In 1995, when Yates needed a driver to pilot his new No. 88 team and found all his first choices unavailable, he turned back to Jarrett and decided his resolve had to count for something.

"I've had to turn the other cheek a lot in my career," Jarrett says. "A lot of things have been said about me being inadequate. My four children were brought to tears. But I think the way I dealt with it all earned me a lot of respect and had a lot to do with Robert hiring me."

At the '96 Daytona 500, DJ came out swinging at his critics. With a car custom-built to his tastes, he took the lead with 23 laps to go and held off a furious late-race assault by Earnhardt. In a reversal of their '93 matchup, the pair entered the third turn with Earnhardt swinging high and low, looking like he had the power to pass. When the crowd thundered, Jarrett's crew chief, Todd Parrott, was sure Earnhardt had overtaken them. But when he craned to see them coming out of Turn 4, DJ still held the lead, barreling toward the flag.

The No. 88 team finished third in points that year, and suddenly NASCAR had a new superteam. The next year Jarrett won seven races, finishing second in Winston Cup points.

Then, just when they appeared to be ready for the ring, Ford shelved the reliable old T-bird and introduced an egg-shaped, high-drag, four-door family truckster, the Taurus. Not only did the switch dash the team's momentum -- they didn't creep into the top 10 until late March -- but Jarrett came down with an energy-sapping ailment no one could initially diagnose.

He got progressively weaker until, in October, he couldn't finish the race in Phoenix and was flown to a local hospital to be treated for gallstones. He hadn't eaten for six days when he was runner-up to Gordon the next week in Rockingham. Then he finished second again in the season finale in Atlanta. Lord help anyone who was going to stand in his way when he got healthy.

When the preseason hype machine cranked up this past winter, it was all Jeff Gordon all the time. He'd won his third title in four years. But Ford had quietly poured nearly $2 million into the Yates operation, making it more Silicon Valley than Gasoline Alley.

After Parrott miscalculated fuel consumption at the '98 Brickyard, causing Jarrett to run out of gas in the fastest car of the field, the crew chief made a science out of figuring how long a tank lasts. Yates also tuned down the engines that he'd wound too tightly in '98, causing blown engines that resulted in three DNFs. By hiring engineers expert in aerodynamics, Yates was able to trade horsepower for reliability without giving up speed.

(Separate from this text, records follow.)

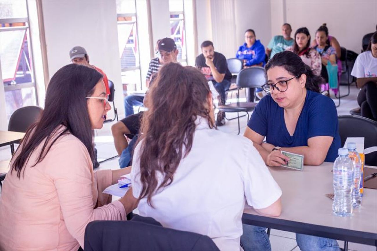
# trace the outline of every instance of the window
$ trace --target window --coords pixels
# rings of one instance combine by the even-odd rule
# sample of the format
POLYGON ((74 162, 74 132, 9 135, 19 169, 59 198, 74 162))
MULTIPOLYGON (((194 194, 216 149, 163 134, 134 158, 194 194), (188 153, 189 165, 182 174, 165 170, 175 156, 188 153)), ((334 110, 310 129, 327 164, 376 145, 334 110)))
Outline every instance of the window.
POLYGON ((123 94, 141 89, 135 0, 116 0, 118 45, 123 94))
POLYGON ((0 66, 8 119, 38 104, 26 0, 0 1, 0 66))
POLYGON ((177 59, 182 65, 187 64, 186 34, 183 0, 169 0, 170 37, 174 40, 179 51, 177 59))

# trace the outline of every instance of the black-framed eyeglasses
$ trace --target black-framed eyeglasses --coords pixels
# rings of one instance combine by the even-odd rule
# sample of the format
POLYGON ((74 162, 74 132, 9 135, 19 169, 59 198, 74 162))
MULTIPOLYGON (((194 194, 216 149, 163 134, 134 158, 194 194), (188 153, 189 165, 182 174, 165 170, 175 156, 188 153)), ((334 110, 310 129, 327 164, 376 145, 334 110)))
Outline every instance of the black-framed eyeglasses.
POLYGON ((86 98, 95 98, 97 99, 102 99, 103 102, 103 107, 106 107, 106 105, 109 103, 109 94, 106 94, 103 98, 100 97, 85 97, 86 98))
POLYGON ((288 89, 288 81, 290 81, 294 78, 300 77, 300 75, 298 75, 292 78, 290 78, 286 80, 282 80, 279 81, 276 84, 265 84, 262 86, 264 90, 267 94, 270 94, 276 88, 276 90, 281 92, 284 92, 288 89))

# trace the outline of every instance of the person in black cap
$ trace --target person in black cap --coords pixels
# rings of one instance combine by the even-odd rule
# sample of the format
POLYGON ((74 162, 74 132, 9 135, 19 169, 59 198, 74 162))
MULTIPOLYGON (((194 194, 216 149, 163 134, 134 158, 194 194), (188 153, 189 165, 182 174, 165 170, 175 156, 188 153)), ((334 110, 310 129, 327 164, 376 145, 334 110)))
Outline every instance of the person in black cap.
MULTIPOLYGON (((153 58, 149 63, 146 82, 147 87, 152 84, 161 66, 171 62, 177 62, 178 51, 174 40, 166 37, 159 40, 157 44, 156 54, 159 54, 159 57, 153 58)), ((136 95, 126 96, 124 98, 126 117, 111 127, 115 149, 120 157, 119 164, 121 168, 127 166, 132 159, 133 149, 129 148, 132 148, 137 141, 140 127, 140 119, 143 115, 142 112, 133 114, 133 107, 143 104, 144 96, 136 95), (132 139, 129 144, 125 136, 126 135, 132 139)))

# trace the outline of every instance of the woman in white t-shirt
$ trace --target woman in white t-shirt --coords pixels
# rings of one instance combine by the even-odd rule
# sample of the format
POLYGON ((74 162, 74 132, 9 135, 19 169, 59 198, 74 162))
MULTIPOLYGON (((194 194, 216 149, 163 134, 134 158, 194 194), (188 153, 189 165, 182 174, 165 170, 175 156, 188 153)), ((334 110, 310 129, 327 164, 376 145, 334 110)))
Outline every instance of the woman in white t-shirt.
POLYGON ((155 83, 131 172, 140 215, 208 236, 220 250, 240 250, 245 201, 279 216, 280 188, 251 141, 216 130, 200 72, 170 63, 155 83))
MULTIPOLYGON (((366 51, 357 56, 351 75, 359 78, 377 77, 377 32, 369 41, 366 51)), ((361 116, 377 121, 377 84, 369 81, 363 87, 357 95, 361 116)))

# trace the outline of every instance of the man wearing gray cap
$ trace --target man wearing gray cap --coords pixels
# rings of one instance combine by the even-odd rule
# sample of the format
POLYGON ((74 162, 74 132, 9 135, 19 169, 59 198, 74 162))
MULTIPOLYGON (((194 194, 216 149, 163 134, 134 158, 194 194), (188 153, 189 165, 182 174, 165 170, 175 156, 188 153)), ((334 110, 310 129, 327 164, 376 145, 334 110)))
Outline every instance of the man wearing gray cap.
POLYGON ((71 61, 74 64, 81 64, 95 69, 98 72, 102 74, 103 76, 103 83, 105 83, 106 87, 107 94, 109 94, 110 90, 109 88, 109 81, 107 80, 107 76, 102 70, 93 65, 89 63, 89 56, 86 53, 86 50, 84 47, 81 46, 75 46, 69 51, 69 57, 71 61))
MULTIPOLYGON (((71 61, 74 64, 81 64, 87 67, 90 67, 95 69, 98 72, 102 74, 103 78, 102 80, 105 84, 106 88, 106 94, 110 93, 110 90, 109 88, 109 81, 107 80, 107 76, 102 70, 98 67, 89 63, 89 56, 86 52, 86 50, 81 46, 75 46, 69 51, 69 57, 71 61)), ((97 149, 94 148, 94 159, 93 160, 93 168, 97 168, 100 166, 100 163, 97 161, 97 149)))

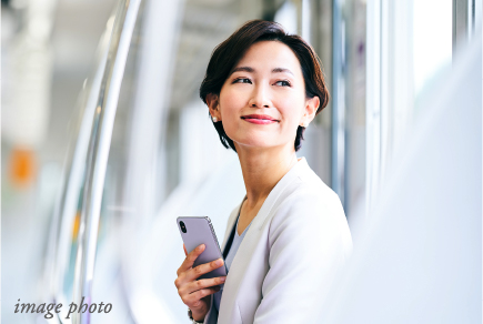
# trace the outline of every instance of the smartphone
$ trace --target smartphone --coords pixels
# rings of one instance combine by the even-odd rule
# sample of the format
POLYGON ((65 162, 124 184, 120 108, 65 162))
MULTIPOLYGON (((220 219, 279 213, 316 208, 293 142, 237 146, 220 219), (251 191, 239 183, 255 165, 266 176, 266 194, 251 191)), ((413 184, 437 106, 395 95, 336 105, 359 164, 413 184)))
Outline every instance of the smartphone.
MULTIPOLYGON (((193 251, 200 244, 204 244, 205 246, 203 253, 201 253, 194 261, 193 267, 203 263, 212 262, 220 257, 223 259, 210 217, 178 217, 177 223, 188 253, 193 251)), ((223 266, 205 273, 199 279, 224 276, 227 274, 227 265, 223 263, 223 266)))

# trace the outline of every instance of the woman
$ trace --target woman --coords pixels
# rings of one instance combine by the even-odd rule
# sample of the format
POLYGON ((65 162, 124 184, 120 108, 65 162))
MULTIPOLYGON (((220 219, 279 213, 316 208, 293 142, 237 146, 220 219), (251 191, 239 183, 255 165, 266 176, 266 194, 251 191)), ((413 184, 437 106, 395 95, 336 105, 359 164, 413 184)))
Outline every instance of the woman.
POLYGON ((192 267, 204 245, 184 249, 174 284, 190 317, 316 323, 352 249, 338 195, 295 155, 329 100, 316 54, 275 22, 249 21, 214 50, 200 97, 221 142, 238 153, 246 195, 228 221, 227 277, 197 281, 223 261, 192 267))

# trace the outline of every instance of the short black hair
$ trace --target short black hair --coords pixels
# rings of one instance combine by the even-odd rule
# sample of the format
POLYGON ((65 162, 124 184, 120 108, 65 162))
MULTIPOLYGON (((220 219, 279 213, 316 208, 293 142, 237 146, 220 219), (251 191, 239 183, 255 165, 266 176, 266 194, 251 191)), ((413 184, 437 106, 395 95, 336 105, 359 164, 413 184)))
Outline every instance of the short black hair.
MULTIPOLYGON (((320 59, 312 47, 296 34, 285 32, 280 23, 265 20, 250 20, 238 29, 225 41, 220 43, 211 54, 207 73, 200 87, 200 98, 207 103, 207 95, 213 93, 220 95, 227 78, 231 70, 243 58, 248 49, 259 41, 280 41, 288 45, 299 59, 302 75, 305 82, 305 95, 308 98, 319 97, 320 105, 316 113, 320 113, 329 103, 329 91, 322 73, 320 59)), ((207 103, 208 104, 208 103, 207 103)), ((233 141, 227 135, 222 121, 213 122, 220 135, 223 146, 231 148, 237 152, 233 141)), ((296 129, 295 151, 302 148, 303 132, 305 128, 296 129)))

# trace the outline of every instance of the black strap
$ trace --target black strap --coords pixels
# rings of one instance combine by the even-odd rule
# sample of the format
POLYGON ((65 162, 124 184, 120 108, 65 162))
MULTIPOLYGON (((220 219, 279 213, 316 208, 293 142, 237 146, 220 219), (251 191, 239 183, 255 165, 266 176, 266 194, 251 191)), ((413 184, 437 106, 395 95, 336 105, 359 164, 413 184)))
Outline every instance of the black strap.
MULTIPOLYGON (((240 217, 240 213, 238 214, 238 217, 240 217)), ((237 217, 237 221, 238 221, 238 217, 237 217)), ((231 249, 231 244, 233 243, 233 237, 234 237, 234 231, 237 229, 237 223, 238 222, 234 222, 233 229, 231 229, 231 232, 230 232, 230 237, 228 237, 227 245, 224 246, 224 250, 223 250, 223 259, 224 260, 227 260, 228 253, 230 252, 230 249, 231 249)))

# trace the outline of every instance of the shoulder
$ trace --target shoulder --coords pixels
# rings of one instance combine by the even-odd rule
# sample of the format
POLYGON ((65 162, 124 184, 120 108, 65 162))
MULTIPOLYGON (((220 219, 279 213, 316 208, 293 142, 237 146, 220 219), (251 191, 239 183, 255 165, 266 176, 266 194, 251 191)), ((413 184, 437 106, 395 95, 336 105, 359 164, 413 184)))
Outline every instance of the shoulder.
POLYGON ((344 217, 339 195, 309 166, 298 174, 278 206, 278 214, 296 214, 299 217, 344 217))

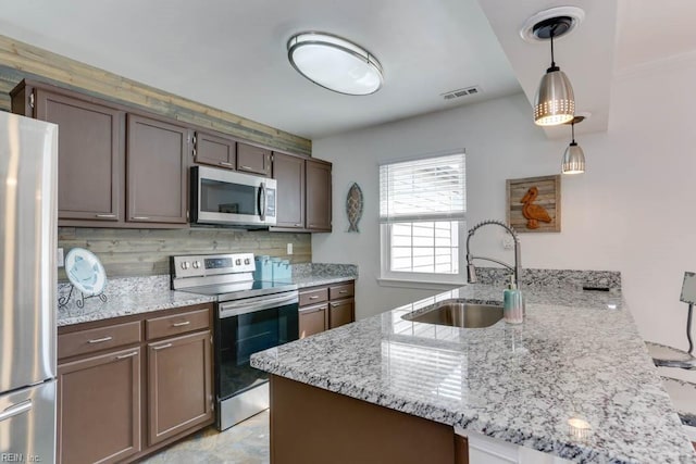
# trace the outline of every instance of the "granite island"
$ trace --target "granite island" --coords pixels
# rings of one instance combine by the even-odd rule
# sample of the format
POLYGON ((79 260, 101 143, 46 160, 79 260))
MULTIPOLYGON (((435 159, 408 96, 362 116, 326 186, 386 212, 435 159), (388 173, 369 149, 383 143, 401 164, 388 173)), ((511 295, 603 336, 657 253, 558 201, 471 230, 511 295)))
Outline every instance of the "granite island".
POLYGON ((467 462, 446 430, 455 442, 480 435, 572 462, 695 461, 620 294, 526 289, 525 321, 515 326, 499 321, 463 329, 402 318, 448 299, 499 303, 501 293, 469 285, 254 354, 251 365, 272 374, 273 462, 301 459, 283 455, 288 442, 302 453, 323 436, 335 438, 344 425, 356 434, 344 440, 351 446, 322 452, 334 447, 326 457, 348 462, 344 453, 350 449, 375 447, 363 439, 411 418, 422 421, 415 430, 425 424, 444 428, 433 431, 440 434, 434 441, 425 429, 400 430, 407 456, 419 448, 428 455, 428 446, 444 443, 453 448, 447 455, 457 460, 450 462, 467 462), (339 404, 346 401, 351 403, 339 404), (400 415, 384 423, 372 413, 352 417, 363 405, 400 415), (288 421, 296 425, 289 440, 288 421))

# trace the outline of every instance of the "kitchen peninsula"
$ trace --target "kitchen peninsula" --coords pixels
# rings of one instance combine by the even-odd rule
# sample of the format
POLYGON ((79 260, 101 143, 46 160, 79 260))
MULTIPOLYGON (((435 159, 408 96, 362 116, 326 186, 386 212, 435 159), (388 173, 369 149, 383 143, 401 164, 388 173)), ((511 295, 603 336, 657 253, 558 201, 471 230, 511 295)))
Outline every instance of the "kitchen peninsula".
POLYGON ((620 293, 525 292, 519 326, 402 318, 449 299, 500 302, 469 285, 254 354, 273 374, 273 462, 349 462, 382 439, 399 462, 467 462, 457 438, 472 432, 573 462, 693 462, 620 293))

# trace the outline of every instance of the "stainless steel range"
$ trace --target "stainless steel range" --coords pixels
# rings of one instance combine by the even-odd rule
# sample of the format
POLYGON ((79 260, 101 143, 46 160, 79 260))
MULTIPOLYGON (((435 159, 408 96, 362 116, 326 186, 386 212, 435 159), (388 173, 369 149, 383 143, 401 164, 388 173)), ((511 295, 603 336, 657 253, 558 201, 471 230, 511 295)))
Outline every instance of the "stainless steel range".
POLYGON ((251 354, 298 338, 298 291, 289 283, 253 280, 253 253, 172 256, 174 290, 214 297, 217 428, 269 407, 268 374, 251 354))

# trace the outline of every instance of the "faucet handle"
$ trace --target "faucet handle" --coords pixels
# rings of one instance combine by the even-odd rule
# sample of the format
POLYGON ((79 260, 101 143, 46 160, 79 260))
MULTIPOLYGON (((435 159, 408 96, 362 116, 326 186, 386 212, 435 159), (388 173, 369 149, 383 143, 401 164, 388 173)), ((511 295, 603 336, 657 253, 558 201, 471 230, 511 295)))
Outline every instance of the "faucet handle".
POLYGON ((476 284, 476 266, 473 264, 467 265, 467 281, 469 284, 476 284))

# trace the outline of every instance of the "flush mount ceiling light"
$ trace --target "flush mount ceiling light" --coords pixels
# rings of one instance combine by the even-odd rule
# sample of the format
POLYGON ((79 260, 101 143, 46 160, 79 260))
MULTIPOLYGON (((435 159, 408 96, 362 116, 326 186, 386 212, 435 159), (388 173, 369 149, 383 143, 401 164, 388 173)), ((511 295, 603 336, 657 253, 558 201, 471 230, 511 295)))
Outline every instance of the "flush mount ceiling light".
POLYGON ((520 32, 525 40, 549 40, 551 65, 542 77, 534 99, 534 123, 539 126, 566 124, 575 115, 573 87, 554 60, 554 39, 564 36, 580 24, 584 12, 574 7, 560 7, 530 17, 520 32))
POLYGON ((575 116, 570 123, 572 141, 563 153, 563 161, 561 163, 562 174, 582 174, 585 172, 585 153, 583 149, 575 142, 575 124, 581 123, 585 116, 575 116))
POLYGON ((300 33, 287 41, 287 58, 302 76, 328 90, 370 95, 382 87, 382 66, 372 53, 344 38, 300 33))

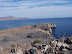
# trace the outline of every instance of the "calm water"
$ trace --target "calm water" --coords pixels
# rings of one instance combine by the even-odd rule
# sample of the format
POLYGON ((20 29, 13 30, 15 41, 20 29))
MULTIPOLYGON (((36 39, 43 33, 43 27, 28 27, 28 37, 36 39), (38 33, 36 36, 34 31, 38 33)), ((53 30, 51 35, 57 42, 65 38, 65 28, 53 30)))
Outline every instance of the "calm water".
POLYGON ((59 34, 62 37, 64 33, 66 33, 65 36, 72 35, 72 18, 0 20, 0 30, 39 23, 55 23, 57 27, 53 30, 53 34, 56 38, 59 38, 59 34))

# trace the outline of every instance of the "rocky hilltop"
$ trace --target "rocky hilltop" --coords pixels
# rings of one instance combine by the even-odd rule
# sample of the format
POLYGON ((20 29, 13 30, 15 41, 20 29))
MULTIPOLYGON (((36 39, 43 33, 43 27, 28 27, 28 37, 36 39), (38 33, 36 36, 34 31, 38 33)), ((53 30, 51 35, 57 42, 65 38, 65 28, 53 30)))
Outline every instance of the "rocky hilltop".
POLYGON ((31 44, 34 40, 42 40, 43 43, 47 43, 46 41, 55 39, 52 35, 52 28, 56 28, 54 23, 0 30, 0 46, 5 48, 12 44, 31 44))
POLYGON ((29 19, 29 18, 26 18, 26 17, 13 17, 13 16, 0 17, 0 20, 20 20, 20 19, 29 19))

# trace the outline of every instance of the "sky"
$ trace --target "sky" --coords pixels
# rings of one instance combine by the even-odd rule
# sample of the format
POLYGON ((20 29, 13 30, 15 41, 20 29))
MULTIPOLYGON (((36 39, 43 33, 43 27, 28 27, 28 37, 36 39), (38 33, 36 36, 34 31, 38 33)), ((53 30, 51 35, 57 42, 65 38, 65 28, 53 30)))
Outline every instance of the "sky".
POLYGON ((72 0, 0 0, 0 17, 72 17, 72 0))

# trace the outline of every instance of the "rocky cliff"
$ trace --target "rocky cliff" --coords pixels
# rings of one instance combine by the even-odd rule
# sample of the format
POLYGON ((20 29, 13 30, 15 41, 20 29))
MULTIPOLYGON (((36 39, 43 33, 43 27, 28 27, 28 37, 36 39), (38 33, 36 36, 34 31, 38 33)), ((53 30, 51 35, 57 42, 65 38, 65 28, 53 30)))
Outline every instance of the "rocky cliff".
POLYGON ((47 43, 47 41, 55 39, 52 35, 52 28, 55 27, 54 23, 42 23, 0 30, 0 46, 9 47, 12 44, 31 44, 34 40, 41 40, 47 43))

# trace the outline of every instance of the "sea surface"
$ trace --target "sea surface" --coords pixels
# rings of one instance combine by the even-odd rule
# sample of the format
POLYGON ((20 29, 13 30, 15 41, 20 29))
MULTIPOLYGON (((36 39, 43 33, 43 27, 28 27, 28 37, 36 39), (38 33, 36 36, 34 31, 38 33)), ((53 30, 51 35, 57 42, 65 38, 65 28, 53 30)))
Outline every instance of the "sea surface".
POLYGON ((44 18, 44 19, 24 19, 24 20, 0 20, 0 30, 11 29, 21 26, 34 25, 39 23, 55 23, 53 35, 56 38, 72 36, 72 18, 44 18))

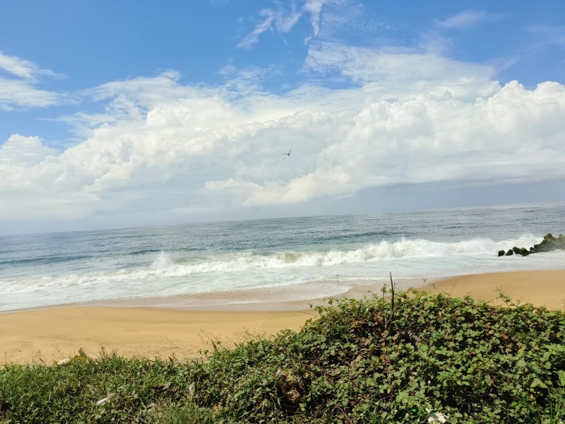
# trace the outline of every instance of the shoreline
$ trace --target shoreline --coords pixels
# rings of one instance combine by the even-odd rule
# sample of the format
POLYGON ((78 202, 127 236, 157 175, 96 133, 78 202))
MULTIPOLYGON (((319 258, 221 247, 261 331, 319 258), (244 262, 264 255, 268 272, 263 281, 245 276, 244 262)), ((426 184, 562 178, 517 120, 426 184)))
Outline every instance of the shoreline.
MULTIPOLYGON (((408 281, 402 283, 396 284, 398 290, 410 286, 408 281)), ((499 305, 503 303, 496 300, 499 287, 513 302, 565 308, 565 269, 460 276, 424 287, 423 281, 420 285, 411 283, 412 286, 419 285, 415 287, 417 290, 458 297, 469 295, 499 305)), ((229 348, 250 334, 270 336, 283 329, 298 330, 307 319, 318 316, 309 304, 324 305, 330 298, 360 298, 368 292, 380 293, 380 290, 374 284, 359 285, 338 296, 291 302, 272 301, 270 297, 271 301, 261 302, 264 293, 256 293, 253 302, 247 298, 245 302, 244 293, 238 292, 237 298, 232 299, 237 302, 220 305, 183 307, 183 298, 177 297, 173 305, 171 298, 162 298, 160 302, 145 299, 7 311, 0 314, 0 365, 51 364, 76 355, 80 348, 96 356, 102 346, 107 352, 127 357, 198 358, 201 351, 213 350, 213 341, 220 340, 229 348)), ((208 296, 208 300, 214 297, 208 296)))

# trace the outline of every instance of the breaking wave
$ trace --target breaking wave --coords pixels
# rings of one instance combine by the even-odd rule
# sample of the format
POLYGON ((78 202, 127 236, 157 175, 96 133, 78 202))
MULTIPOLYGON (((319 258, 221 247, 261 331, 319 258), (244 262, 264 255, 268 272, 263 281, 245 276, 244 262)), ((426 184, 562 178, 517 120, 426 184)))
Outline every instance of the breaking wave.
MULTIPOLYGON (((43 276, 25 280, 0 280, 2 291, 22 293, 36 290, 49 290, 66 287, 78 286, 93 289, 100 285, 131 285, 138 282, 167 279, 212 273, 244 272, 266 269, 299 269, 302 267, 324 267, 347 264, 378 262, 402 259, 417 259, 456 256, 496 256, 500 249, 512 246, 529 247, 537 238, 531 235, 518 239, 493 241, 489 238, 473 238, 467 240, 446 242, 423 239, 403 238, 395 242, 381 241, 352 250, 329 250, 321 252, 282 252, 258 254, 237 252, 224 254, 206 259, 196 258, 174 259, 160 252, 148 266, 120 271, 86 274, 67 274, 58 276, 43 276)), ((155 252, 156 253, 156 252, 155 252)))

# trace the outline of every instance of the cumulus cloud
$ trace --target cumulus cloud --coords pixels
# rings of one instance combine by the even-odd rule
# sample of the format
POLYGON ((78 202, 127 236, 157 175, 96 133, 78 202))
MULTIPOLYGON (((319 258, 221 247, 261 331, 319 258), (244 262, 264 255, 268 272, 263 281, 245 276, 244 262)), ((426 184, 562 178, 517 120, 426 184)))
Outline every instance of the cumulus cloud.
POLYGON ((238 96, 237 85, 185 86, 171 71, 101 86, 91 93, 107 110, 76 117, 88 129, 76 146, 56 153, 18 134, 0 146, 0 215, 203 210, 391 185, 565 179, 559 83, 501 86, 487 66, 408 52, 326 45, 309 61, 306 71, 332 69, 358 86, 238 96))
POLYGON ((59 95, 37 88, 42 76, 61 76, 0 52, 0 109, 44 107, 59 102, 59 95))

Until Jarrett crashed and finished 38th in Bristol on Aug. 28, he had a string of 19 straight top-10 finishes -- one shy of Gordon's mark the year before. In the past month, he has averaged a seventh place over four races. He needs only to average 19th in the season's final three events to win the title.

You can imagine the scene. Dale Jarrett in Atlanta, flashing that smile that the sponsors love, the smile that got stretched wider every time it had to do the work of hiding another disappointment, the smile that had to be forced in that parade in Charlotte four years ago.

"People who spend a lot of money in this sport don't want to hear the drivers whining, so I don't," DJ says. "But I think when people see me smiling all the time, they don't realize how long a road it's been for me."

The parade smile broadens, pushing the age lines around his eyes together. And you realize he's not really smiling at all.